With a rising tide of corporate bad debts, surging unemployment and an economy that stubbornly refuses to recover, Japan remains in the throes of a 10-year losing streak.

And, like the worst kind of gambler, the government has reached the desperate conclusion that the only way to save the day is to head straight back to the gaming tables.

Japan's repeated inability to kick-start its flagging economy has started to take its toll on the national purse. The country's recent reliance on huge borrowing last week caused Standard & Poor's, the rating service, to downgrade Japan from the triple-A rating it has held for 26 years.

Expensive and futile public works projects, aimed at creating jobs and stimulating activity, have left the coffers of many local authorities close to empty, and the flow of cash-raising ideas from central government has run dry.

But it has one trump card left to play.

In the aftermath of the war, Japan needed tight measures to stop people squandering what little money they had. And, for the past 55 years, Japan has been the only advanced economy that outlaws private gambling. Now, in a last-ditch effort to fill its wallet, the government is on the brink of legalising casinos and off-course betting.

The government knows it is on to a very good thing. For a country where almost all forms of gambling are illegal, the Japanese have consistently shown their desire for risk is unstoppable. Thriving beneath the surface of Japanese society is a vastly successful covert betting industry that the people love and the authorities grudgingly accept.

In 1994, it was estimated that total receipts from illegal betting, casinos and other games were bigger than Japan's then booming auto industry. Most of the profits, however, ended up in the hands of gangsters and racketeers, the Yakuza.

By bringing some of this into the legitimate world, the government thinks that not only will it suddenly receive a juicy revenue of tax yen, but that even more people will get involved. Government advisers have argued that grim economic conditions actually sharpen the desire for risk. This logic was employed when the government launched its national lottery at the end of the 1980s, legalising on-course betting at horse, boat and bicycle races. At first, these were wildly popular and, with 40 per cent of sales going to local authorities, generated impressive sums of money in the early 1990s.

But these schemes were not enough to quench the thirst for daily gambling, and receipts have dropped by nearly a quarter as punters seek out more glamorous and accessible ways to lose their shirts.
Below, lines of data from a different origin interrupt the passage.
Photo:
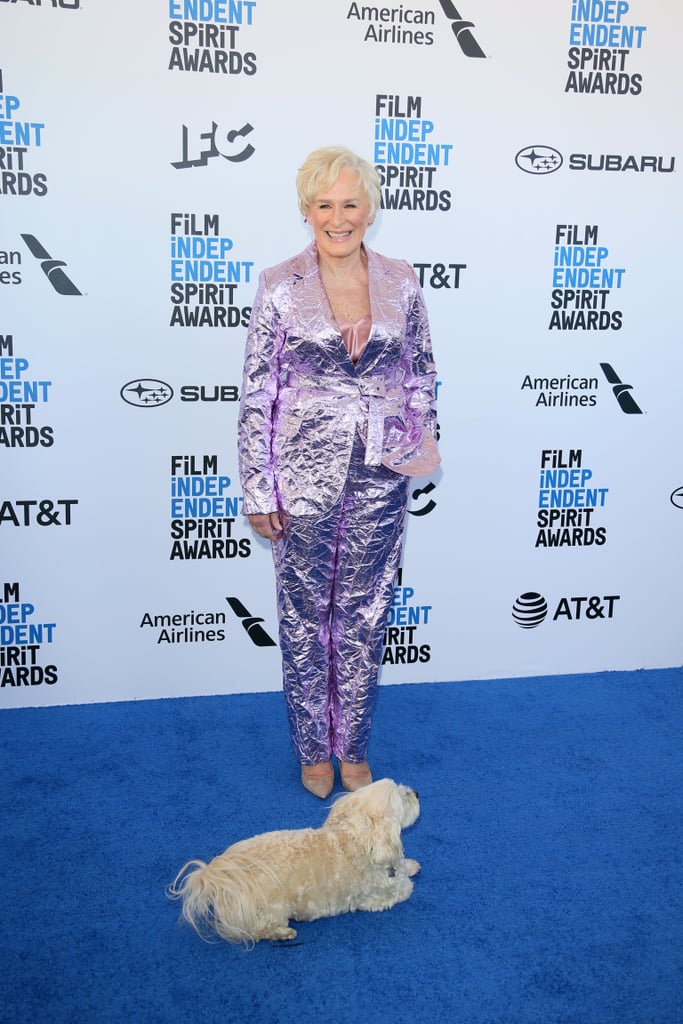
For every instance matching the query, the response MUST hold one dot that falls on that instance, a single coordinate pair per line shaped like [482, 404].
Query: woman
[337, 410]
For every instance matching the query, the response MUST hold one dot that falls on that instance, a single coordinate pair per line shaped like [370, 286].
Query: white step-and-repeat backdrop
[530, 158]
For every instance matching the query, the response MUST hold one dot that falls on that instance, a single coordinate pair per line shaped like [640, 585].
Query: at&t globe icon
[529, 609]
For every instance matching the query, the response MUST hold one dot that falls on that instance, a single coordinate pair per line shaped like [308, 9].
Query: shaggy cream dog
[354, 862]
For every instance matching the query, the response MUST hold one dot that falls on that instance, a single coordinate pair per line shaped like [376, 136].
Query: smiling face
[339, 216]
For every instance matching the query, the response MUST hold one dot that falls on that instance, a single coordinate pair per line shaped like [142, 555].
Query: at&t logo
[530, 608]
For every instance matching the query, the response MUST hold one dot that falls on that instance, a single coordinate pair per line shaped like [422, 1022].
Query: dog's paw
[281, 934]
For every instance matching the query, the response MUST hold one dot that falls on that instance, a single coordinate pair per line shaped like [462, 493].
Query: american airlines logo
[621, 391]
[462, 31]
[52, 268]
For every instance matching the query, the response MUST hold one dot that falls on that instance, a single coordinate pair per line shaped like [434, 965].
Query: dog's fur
[354, 862]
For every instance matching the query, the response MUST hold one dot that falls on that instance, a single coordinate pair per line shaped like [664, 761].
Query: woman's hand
[269, 525]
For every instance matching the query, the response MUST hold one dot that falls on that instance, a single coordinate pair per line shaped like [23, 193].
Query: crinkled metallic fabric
[313, 432]
[335, 577]
[303, 400]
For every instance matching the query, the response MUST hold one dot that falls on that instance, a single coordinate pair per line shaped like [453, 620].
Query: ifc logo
[146, 392]
[539, 160]
[529, 610]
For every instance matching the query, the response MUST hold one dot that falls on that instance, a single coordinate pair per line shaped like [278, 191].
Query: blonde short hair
[322, 168]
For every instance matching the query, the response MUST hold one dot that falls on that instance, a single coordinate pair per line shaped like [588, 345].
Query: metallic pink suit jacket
[303, 400]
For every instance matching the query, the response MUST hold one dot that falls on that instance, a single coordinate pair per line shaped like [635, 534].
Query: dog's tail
[220, 898]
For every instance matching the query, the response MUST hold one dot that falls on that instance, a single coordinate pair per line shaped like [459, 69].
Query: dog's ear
[373, 815]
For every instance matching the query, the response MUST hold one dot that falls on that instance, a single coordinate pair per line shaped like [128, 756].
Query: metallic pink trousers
[335, 578]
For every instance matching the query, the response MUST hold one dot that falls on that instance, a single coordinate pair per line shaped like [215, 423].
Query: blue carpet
[550, 843]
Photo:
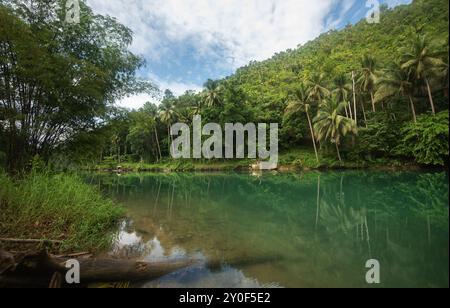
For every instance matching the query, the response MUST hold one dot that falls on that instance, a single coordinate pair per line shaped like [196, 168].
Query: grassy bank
[56, 207]
[295, 159]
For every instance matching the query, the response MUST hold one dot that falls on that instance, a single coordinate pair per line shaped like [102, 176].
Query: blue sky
[185, 42]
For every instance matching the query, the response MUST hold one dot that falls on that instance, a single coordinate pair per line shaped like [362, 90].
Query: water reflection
[292, 230]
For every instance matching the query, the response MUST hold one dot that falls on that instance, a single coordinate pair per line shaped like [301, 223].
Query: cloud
[178, 88]
[235, 31]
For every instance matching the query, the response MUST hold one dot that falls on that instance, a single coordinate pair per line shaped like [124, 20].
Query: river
[286, 230]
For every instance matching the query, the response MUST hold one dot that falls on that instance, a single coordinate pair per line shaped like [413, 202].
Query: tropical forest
[361, 181]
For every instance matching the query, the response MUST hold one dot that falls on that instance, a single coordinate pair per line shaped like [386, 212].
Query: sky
[186, 42]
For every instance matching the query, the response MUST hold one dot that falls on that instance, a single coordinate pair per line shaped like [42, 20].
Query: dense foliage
[353, 94]
[427, 141]
[57, 79]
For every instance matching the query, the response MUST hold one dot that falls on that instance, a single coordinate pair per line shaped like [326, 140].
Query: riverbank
[59, 210]
[293, 160]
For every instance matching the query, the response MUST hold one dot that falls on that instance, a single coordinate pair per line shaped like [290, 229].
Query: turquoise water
[287, 230]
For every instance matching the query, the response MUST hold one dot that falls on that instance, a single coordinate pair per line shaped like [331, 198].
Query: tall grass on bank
[57, 207]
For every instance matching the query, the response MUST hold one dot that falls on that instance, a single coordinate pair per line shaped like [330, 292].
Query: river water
[286, 230]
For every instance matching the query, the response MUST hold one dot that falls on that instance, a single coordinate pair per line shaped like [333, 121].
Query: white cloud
[240, 31]
[178, 88]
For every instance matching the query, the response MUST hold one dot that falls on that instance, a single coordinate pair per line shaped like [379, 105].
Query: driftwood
[29, 241]
[44, 270]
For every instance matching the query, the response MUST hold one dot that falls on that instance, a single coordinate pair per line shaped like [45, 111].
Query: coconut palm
[300, 103]
[152, 111]
[396, 81]
[342, 91]
[331, 125]
[213, 93]
[368, 77]
[317, 89]
[423, 62]
[167, 116]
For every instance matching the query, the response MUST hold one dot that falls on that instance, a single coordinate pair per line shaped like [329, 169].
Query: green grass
[57, 207]
[292, 159]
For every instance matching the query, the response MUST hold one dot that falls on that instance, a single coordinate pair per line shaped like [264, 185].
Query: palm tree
[342, 91]
[167, 116]
[152, 110]
[331, 126]
[396, 81]
[423, 63]
[317, 88]
[213, 93]
[301, 103]
[368, 77]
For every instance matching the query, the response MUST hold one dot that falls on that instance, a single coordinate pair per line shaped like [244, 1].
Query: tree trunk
[38, 269]
[373, 102]
[354, 99]
[339, 153]
[364, 114]
[313, 137]
[157, 143]
[350, 109]
[430, 95]
[413, 109]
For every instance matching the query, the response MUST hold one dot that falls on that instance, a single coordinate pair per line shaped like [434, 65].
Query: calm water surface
[287, 230]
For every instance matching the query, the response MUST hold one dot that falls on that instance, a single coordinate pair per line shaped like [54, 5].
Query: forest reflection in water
[289, 230]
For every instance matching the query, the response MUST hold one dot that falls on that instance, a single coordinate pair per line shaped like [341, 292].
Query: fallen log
[29, 241]
[41, 269]
[110, 270]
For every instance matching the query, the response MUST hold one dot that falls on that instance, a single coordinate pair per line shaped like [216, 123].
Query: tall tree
[58, 79]
[397, 81]
[423, 62]
[213, 93]
[368, 77]
[317, 87]
[342, 91]
[331, 125]
[300, 103]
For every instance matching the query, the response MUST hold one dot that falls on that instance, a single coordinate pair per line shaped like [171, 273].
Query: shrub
[427, 140]
[57, 207]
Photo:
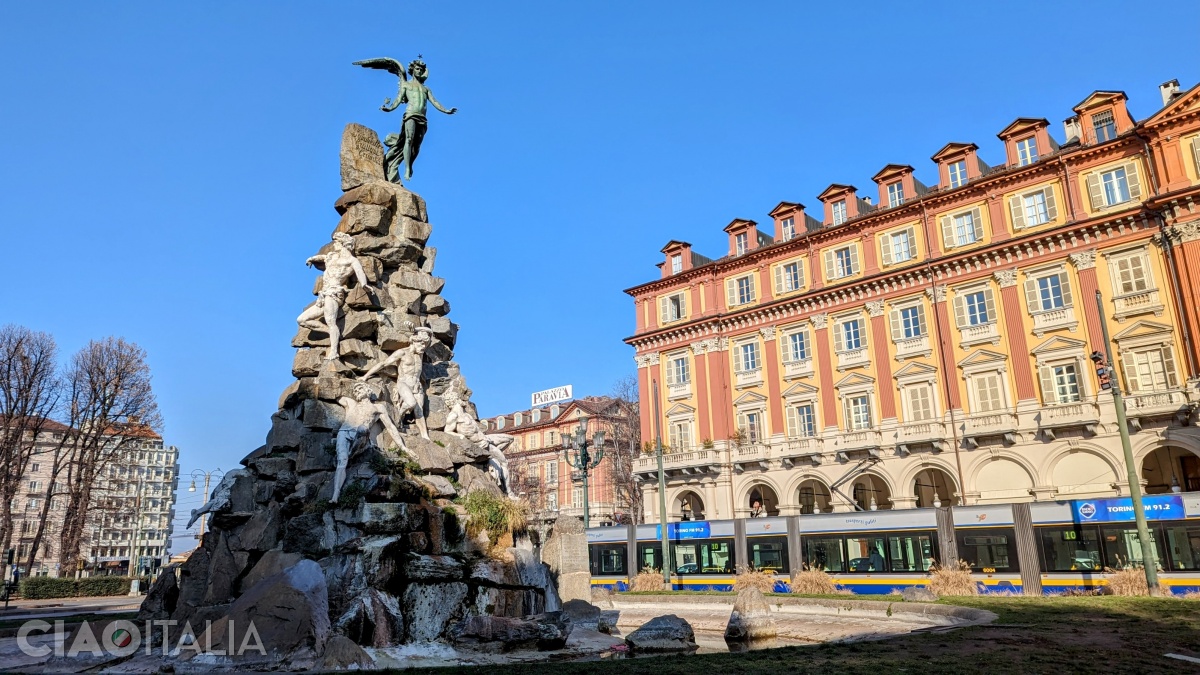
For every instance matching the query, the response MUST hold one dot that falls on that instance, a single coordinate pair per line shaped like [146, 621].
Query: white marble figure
[461, 423]
[408, 394]
[361, 412]
[340, 264]
[220, 496]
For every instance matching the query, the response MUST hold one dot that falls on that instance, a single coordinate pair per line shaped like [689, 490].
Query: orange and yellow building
[930, 345]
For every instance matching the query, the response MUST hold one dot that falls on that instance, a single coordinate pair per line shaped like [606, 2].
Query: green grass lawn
[1062, 634]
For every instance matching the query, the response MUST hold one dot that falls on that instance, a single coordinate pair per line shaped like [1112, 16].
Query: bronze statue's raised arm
[438, 105]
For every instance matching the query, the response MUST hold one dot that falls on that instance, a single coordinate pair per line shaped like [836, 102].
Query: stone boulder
[750, 619]
[663, 634]
[918, 595]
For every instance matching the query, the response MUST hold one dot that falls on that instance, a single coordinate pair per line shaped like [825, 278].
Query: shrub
[813, 581]
[750, 578]
[1127, 581]
[953, 579]
[648, 580]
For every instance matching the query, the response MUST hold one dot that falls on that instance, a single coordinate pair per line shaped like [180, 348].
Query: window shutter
[1017, 208]
[1051, 205]
[1093, 191]
[948, 232]
[1066, 288]
[1048, 393]
[1134, 180]
[1031, 294]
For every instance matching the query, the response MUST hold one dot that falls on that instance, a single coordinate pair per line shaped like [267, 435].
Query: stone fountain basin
[803, 620]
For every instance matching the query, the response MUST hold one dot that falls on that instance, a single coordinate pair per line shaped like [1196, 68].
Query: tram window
[609, 559]
[769, 554]
[823, 554]
[1122, 548]
[911, 553]
[989, 550]
[1183, 545]
[649, 556]
[865, 554]
[1071, 549]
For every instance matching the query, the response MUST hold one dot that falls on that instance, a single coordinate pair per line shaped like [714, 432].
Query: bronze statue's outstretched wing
[384, 64]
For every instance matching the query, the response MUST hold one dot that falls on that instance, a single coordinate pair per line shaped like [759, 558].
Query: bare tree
[29, 392]
[625, 426]
[111, 408]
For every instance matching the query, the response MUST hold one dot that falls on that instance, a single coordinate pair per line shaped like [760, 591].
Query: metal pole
[1139, 511]
[663, 491]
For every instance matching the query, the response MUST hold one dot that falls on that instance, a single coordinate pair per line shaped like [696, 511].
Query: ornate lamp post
[208, 476]
[583, 461]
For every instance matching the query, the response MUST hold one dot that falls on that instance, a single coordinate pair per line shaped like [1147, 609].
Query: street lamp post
[583, 461]
[208, 476]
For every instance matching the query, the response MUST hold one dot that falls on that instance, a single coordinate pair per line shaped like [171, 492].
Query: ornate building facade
[934, 347]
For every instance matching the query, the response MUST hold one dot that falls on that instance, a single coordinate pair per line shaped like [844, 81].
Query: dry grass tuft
[814, 581]
[648, 580]
[750, 578]
[953, 580]
[1128, 581]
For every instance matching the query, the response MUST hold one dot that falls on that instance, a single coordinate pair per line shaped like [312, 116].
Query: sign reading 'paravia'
[1158, 507]
[552, 395]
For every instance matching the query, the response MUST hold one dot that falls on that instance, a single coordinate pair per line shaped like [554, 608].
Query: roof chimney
[1169, 89]
[1072, 129]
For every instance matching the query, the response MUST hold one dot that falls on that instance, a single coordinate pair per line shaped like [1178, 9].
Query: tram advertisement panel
[1158, 507]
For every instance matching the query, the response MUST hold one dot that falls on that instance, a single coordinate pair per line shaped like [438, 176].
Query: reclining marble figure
[340, 264]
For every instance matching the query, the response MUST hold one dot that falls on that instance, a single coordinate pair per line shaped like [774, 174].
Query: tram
[1038, 547]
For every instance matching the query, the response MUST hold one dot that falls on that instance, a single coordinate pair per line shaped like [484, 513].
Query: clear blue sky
[167, 167]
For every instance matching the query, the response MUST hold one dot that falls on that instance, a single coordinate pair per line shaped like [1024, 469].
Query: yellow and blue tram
[1039, 548]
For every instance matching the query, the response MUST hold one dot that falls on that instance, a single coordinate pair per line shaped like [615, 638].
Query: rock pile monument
[340, 527]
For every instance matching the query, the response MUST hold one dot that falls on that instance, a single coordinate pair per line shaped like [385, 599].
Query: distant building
[132, 509]
[934, 347]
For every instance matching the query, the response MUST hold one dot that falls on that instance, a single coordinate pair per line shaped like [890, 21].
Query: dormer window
[1026, 151]
[839, 211]
[958, 173]
[1104, 126]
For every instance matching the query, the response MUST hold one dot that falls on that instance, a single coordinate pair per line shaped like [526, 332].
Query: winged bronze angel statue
[403, 147]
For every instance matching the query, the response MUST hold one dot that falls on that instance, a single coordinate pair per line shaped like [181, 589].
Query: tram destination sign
[1158, 507]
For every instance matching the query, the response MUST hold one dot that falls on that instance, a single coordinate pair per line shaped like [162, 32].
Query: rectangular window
[958, 173]
[839, 211]
[858, 412]
[796, 346]
[1026, 151]
[988, 550]
[1104, 126]
[1150, 370]
[988, 392]
[802, 422]
[825, 553]
[921, 402]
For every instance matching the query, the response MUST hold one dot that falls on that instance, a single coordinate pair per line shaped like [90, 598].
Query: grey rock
[667, 633]
[918, 595]
[361, 156]
[750, 619]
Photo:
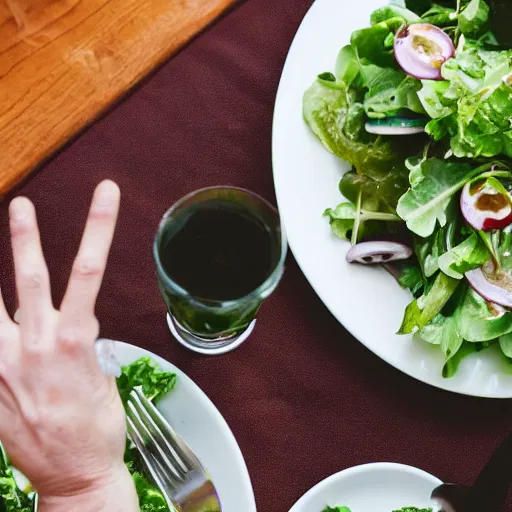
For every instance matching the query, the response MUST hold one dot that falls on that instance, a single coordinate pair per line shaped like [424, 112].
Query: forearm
[117, 495]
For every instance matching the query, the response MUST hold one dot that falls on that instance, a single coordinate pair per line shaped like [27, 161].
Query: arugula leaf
[429, 249]
[371, 43]
[469, 254]
[505, 342]
[156, 383]
[472, 106]
[342, 219]
[412, 278]
[390, 93]
[425, 204]
[418, 6]
[478, 321]
[474, 18]
[422, 310]
[443, 331]
[12, 499]
[393, 11]
[440, 16]
[348, 66]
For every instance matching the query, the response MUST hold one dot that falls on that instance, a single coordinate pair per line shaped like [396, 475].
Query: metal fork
[172, 465]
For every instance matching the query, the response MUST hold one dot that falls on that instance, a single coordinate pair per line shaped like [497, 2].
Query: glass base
[211, 347]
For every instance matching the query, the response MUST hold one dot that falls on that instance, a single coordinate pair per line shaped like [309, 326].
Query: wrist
[114, 493]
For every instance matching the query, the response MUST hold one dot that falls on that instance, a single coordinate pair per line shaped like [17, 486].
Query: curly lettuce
[472, 106]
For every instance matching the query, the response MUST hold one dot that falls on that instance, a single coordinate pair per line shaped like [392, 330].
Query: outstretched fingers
[79, 302]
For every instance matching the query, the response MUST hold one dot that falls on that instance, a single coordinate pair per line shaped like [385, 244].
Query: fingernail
[107, 193]
[20, 208]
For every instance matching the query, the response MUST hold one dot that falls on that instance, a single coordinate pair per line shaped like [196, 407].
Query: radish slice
[369, 253]
[421, 49]
[488, 290]
[485, 207]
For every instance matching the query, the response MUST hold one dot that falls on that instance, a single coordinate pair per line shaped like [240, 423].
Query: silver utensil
[172, 465]
[490, 491]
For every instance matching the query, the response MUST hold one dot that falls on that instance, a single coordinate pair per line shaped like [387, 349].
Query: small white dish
[192, 414]
[378, 487]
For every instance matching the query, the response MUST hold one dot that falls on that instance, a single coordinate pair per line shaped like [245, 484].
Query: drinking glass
[218, 316]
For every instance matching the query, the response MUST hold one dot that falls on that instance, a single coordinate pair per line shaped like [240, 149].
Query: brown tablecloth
[302, 396]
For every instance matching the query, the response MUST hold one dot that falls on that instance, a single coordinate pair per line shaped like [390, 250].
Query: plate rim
[362, 468]
[276, 122]
[208, 404]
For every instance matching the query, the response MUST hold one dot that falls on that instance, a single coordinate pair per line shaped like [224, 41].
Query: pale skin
[61, 418]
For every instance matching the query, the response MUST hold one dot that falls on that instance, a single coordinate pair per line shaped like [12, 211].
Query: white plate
[201, 425]
[367, 301]
[380, 487]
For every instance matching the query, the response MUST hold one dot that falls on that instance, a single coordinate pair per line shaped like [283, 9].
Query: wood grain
[62, 62]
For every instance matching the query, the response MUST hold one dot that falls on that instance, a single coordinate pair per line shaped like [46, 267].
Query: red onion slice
[484, 207]
[370, 253]
[489, 291]
[421, 49]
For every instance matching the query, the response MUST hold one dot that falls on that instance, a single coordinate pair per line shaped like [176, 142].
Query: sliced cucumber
[395, 126]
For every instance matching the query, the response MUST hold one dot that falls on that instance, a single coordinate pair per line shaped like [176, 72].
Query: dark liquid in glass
[217, 251]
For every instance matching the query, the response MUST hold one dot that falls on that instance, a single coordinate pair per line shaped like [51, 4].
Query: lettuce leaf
[144, 372]
[342, 220]
[478, 321]
[337, 118]
[12, 498]
[156, 383]
[474, 18]
[473, 106]
[470, 254]
[425, 204]
[422, 310]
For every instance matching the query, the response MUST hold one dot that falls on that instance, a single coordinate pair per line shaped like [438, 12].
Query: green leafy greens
[410, 186]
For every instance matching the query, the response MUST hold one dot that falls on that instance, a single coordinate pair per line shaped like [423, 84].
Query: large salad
[420, 104]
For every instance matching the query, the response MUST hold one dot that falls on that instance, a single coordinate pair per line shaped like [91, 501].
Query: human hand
[61, 419]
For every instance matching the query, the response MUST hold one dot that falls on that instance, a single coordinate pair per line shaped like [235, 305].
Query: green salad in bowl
[420, 104]
[16, 495]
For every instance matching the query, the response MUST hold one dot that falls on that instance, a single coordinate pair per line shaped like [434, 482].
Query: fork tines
[172, 465]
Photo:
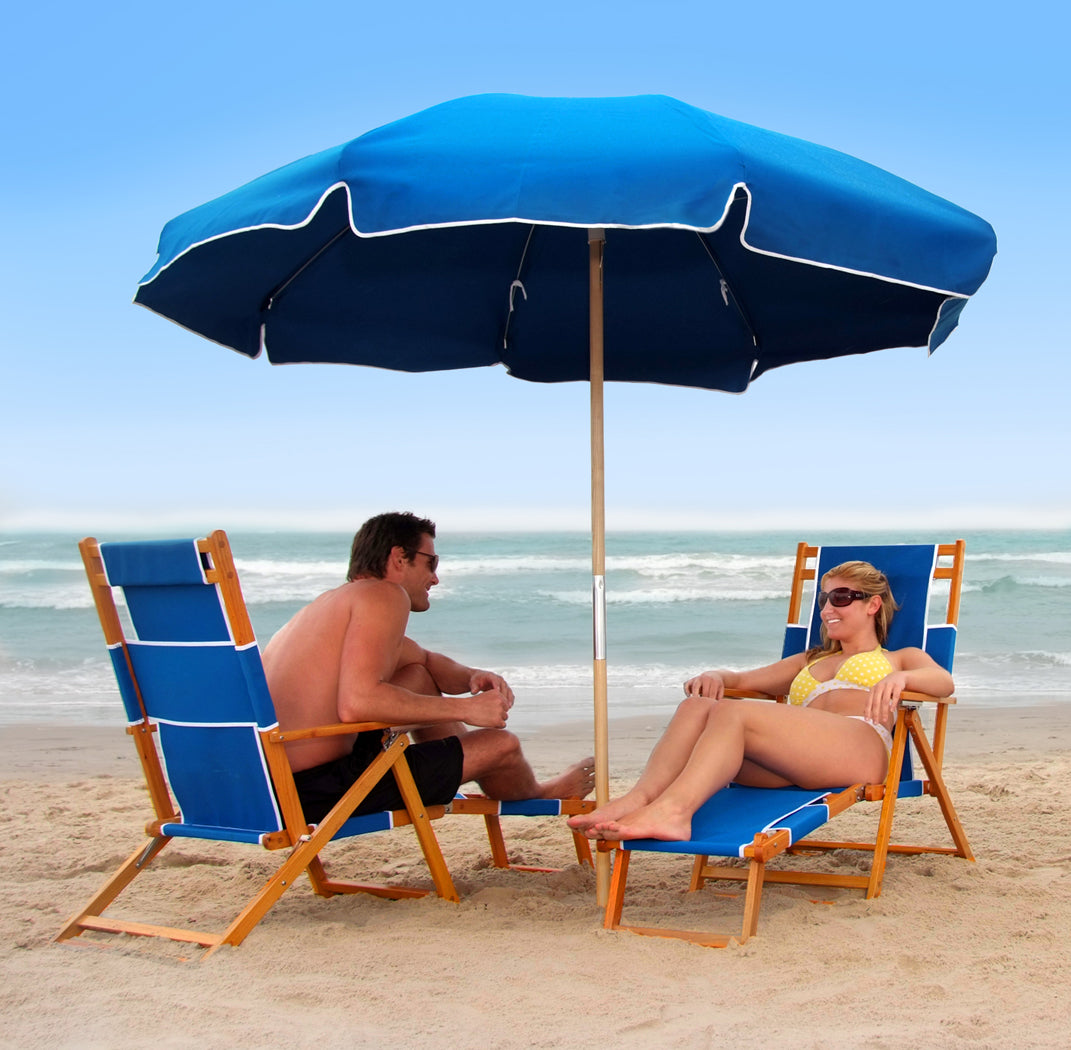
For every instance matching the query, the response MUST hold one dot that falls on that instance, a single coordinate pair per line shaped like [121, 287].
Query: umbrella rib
[517, 284]
[283, 285]
[727, 290]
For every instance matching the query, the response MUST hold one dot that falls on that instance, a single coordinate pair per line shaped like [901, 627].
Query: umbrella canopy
[732, 250]
[633, 239]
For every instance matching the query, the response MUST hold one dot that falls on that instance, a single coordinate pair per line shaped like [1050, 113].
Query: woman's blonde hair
[862, 576]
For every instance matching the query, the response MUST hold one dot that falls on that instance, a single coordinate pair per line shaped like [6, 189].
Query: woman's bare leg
[763, 744]
[667, 760]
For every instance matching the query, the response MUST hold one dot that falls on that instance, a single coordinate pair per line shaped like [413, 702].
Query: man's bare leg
[493, 758]
[667, 760]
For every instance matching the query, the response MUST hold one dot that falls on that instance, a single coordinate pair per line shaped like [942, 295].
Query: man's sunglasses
[840, 597]
[433, 560]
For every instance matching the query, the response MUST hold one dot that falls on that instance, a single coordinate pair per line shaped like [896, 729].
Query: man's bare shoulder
[332, 613]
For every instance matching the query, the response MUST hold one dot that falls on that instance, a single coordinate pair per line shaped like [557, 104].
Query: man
[346, 658]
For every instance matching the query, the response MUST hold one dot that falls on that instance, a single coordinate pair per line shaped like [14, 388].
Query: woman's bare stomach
[851, 702]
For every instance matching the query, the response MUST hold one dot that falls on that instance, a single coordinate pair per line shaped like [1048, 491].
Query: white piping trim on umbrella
[577, 225]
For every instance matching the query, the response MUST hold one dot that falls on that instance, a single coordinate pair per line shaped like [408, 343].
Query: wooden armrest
[338, 729]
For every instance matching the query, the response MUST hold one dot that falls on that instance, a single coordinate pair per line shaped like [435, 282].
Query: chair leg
[134, 865]
[615, 902]
[938, 789]
[583, 850]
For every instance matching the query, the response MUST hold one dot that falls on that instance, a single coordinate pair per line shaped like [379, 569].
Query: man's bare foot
[615, 809]
[651, 822]
[577, 781]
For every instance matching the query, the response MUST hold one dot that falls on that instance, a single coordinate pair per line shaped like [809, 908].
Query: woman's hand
[884, 698]
[709, 684]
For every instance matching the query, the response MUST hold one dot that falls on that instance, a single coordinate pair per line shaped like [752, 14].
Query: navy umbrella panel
[573, 239]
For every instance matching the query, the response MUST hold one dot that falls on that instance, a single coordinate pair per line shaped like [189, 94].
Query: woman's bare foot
[657, 821]
[616, 808]
[577, 781]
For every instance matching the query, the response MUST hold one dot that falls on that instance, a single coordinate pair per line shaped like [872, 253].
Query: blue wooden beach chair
[205, 728]
[755, 825]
Nahoko Hoshino, a senior economist at the Daiwa Institute of Research, claims that revenue from lotteries and public gambling has slumped to under 1 per cent of the total revenues of regional governments. Some analysts claim that if casinos and betting shops were legalised and taxed, that proportion could rise to nearly 10 per cent.

"The government knows that legalising gambling is the way forward," says one Tokyo analyst. "Everyone does it anyway, so it makes sense to get something out of it. Allowing lotteries and on-course betting was a first step, but if you look elsewhere in the world, it is the casinos and betting shops that make real money."

In that spirit, the government is next month launching its own system that allows betting on football matches.

"Toto" is planned as a pools-style gambling system that will cover all matches in Japan's top soccer J-League, and is expected to be highly popular during the 2002 World Cup. From this first step, many now believe that casinos will soon be made legal, and local governments are already drawing up their plans for taxing them. When the barriers finally fall, Japan will suddenly represent a rich seam of opportunity for foreign casino operators, particularly those from the UK.

As part of its radical change of heart, Japan's government is thought to have sent a delegation to seek advice from the British Gaming Board. "Japan legalising gambling is the news everyone has been waiting for," says a City analyst.